What’s with Chip’s suddenly deep, pseudo-manly voice? Is he reading blogs which call him a douchebag little pussy? This would make sense, because he is. Oh and Chip, Gibbs wiped the floor with your ugly butt you retarded fucknutz.
Extemporanus: Answer: 10 cords
Chip’s just auditioning for the Daily Show.
Seriously.
lmj: SHRILL!!!//??? WONKETTE IS NOT SHRILL!!!! and Fuck you!
hobospacejunkie: All sorts of people know all sorts of people who’ve barely escaped from Whereverthefuckistan. Chill.
gurukalehuru: and apologies to imj for saying “fuck you” I hadn’t seen your 2nd post.
A quick trip inside the mind of Gibbs: “Look at this stupid motherfucker. I wonder if this stupid motherfucker knows how motherfucking stupid he is.”
Aw, Chip is so cute when he is indignant. Wait, ignorant. Um- “indignorant”.
gurukalehuru: I was not serious. I was referencing an earlier commenter who actually needed to chill (see linky embedded in my comment.)

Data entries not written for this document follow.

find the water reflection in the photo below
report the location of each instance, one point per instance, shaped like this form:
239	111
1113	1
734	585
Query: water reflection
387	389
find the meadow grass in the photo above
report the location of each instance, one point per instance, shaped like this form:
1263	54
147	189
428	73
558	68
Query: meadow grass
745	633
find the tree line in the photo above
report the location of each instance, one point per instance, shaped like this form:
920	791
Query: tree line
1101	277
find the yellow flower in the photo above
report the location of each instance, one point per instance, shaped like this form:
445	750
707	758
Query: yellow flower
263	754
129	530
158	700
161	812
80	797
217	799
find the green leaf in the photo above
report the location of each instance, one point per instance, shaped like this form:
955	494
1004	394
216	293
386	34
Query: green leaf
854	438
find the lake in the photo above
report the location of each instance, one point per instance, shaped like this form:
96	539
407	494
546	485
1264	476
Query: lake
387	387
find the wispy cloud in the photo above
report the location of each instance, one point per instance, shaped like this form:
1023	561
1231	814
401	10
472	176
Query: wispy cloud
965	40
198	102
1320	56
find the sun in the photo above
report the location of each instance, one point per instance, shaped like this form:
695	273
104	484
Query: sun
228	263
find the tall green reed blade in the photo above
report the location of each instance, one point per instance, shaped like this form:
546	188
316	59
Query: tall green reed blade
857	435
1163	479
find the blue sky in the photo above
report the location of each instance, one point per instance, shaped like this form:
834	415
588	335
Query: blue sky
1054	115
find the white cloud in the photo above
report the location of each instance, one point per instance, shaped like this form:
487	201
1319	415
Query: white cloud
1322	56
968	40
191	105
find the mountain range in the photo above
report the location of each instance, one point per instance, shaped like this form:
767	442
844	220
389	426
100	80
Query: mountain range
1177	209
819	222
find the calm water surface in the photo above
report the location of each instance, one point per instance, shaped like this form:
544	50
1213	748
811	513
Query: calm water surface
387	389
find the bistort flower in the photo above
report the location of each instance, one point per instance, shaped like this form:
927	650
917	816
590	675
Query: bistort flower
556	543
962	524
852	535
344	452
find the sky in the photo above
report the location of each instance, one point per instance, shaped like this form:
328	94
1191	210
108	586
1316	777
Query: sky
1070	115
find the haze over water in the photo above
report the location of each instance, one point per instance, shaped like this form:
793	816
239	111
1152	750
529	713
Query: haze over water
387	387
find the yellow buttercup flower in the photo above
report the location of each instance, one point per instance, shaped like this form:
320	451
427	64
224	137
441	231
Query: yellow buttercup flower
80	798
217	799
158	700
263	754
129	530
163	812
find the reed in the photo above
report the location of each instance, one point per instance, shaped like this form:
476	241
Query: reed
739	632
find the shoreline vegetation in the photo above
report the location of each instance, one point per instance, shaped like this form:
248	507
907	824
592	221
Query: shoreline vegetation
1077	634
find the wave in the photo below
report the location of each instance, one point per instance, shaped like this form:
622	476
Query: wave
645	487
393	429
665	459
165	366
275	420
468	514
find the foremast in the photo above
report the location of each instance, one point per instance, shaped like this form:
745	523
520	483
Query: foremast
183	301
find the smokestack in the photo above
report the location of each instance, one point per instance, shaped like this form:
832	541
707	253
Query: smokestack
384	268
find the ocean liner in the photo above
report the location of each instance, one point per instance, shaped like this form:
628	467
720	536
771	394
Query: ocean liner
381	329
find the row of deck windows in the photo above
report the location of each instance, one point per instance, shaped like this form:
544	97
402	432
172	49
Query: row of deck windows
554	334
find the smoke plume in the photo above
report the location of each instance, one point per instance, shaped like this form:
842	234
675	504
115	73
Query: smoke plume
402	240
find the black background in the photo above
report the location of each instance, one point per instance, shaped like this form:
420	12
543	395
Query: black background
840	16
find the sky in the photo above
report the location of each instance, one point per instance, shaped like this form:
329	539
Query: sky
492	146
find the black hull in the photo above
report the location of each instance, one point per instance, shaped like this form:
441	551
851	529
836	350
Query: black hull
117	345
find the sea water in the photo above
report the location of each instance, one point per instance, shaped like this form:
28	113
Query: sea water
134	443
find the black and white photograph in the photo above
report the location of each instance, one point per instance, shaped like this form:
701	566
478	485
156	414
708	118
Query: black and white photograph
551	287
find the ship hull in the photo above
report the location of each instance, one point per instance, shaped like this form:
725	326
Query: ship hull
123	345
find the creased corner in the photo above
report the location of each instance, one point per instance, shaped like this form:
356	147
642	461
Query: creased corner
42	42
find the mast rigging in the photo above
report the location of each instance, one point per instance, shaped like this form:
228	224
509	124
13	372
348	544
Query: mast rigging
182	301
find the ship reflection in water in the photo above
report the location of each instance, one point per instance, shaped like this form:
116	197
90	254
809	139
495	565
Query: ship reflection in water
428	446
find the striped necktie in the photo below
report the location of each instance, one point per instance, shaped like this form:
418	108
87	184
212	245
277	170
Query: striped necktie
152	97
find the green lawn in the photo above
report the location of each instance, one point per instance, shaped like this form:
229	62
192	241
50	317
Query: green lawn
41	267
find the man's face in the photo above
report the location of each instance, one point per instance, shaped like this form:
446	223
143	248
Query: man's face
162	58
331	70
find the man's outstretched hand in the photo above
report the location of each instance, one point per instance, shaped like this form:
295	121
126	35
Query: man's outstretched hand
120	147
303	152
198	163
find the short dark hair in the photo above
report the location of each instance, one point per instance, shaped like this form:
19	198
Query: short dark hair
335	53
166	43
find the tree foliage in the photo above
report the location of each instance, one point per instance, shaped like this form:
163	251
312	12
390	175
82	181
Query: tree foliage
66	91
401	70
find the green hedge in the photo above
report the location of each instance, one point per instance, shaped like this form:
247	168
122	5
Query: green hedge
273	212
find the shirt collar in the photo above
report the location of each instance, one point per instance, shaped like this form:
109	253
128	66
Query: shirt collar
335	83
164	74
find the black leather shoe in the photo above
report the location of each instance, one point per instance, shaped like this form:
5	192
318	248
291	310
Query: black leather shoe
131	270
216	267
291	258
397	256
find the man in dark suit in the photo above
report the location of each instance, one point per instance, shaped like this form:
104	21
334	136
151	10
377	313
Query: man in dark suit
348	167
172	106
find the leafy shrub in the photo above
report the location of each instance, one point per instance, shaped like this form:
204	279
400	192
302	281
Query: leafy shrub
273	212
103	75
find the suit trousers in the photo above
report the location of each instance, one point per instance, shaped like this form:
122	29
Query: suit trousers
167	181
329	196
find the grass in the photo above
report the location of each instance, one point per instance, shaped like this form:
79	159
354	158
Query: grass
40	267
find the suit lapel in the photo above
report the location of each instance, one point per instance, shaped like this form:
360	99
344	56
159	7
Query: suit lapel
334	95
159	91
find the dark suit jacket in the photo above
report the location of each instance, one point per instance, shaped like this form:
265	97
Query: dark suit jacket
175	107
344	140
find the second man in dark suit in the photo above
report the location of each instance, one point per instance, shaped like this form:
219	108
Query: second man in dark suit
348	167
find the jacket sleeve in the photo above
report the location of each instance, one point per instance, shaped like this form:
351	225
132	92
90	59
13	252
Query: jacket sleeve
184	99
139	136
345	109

I knew this was going to happen! I KNEW IT! “Why are you being silent about this?” / “Yeah okay I’ll speak out against the violence.” / “OMG WHY ARE YOU MEDDLING IN THEIR AFFAIRS?” / “But… wh…”
hobospacejunkie: Dammit hobo, that linked post hasn’t been approved by the official Wonkette meme committee. Where do you get off confusing people with seemingly earnest text that the rest of us (who are, natch, too fecking lazy to check yer linky) have no context for? That way lies madness! The correct response to the original Kuwait comment would have been “I was a prisoner in Kuwait for 5 and a half years, you bastards!” followed by something about trucknutz. Also.
So, three members of the White House press corps walk into a the same bar they walked into last week…
Advocatus_Diaboli: Does the kick the living shit codicil for Charles variants also apply to Chuck or Chas/Chaz (or more extreme Chazz)?
It is my hope, that it does.
foog: This ’start your own internet meme’ bizness is a lot harder than they implied during the infomercial.
hobospacejunkie: Thanks for playing hobospacejunkie. Alas, you were the only one.
Also, I figured the punchline was cord-related as well. I just couldn’t think of a way to make teh funnay. Nor, apparently, could anyone else.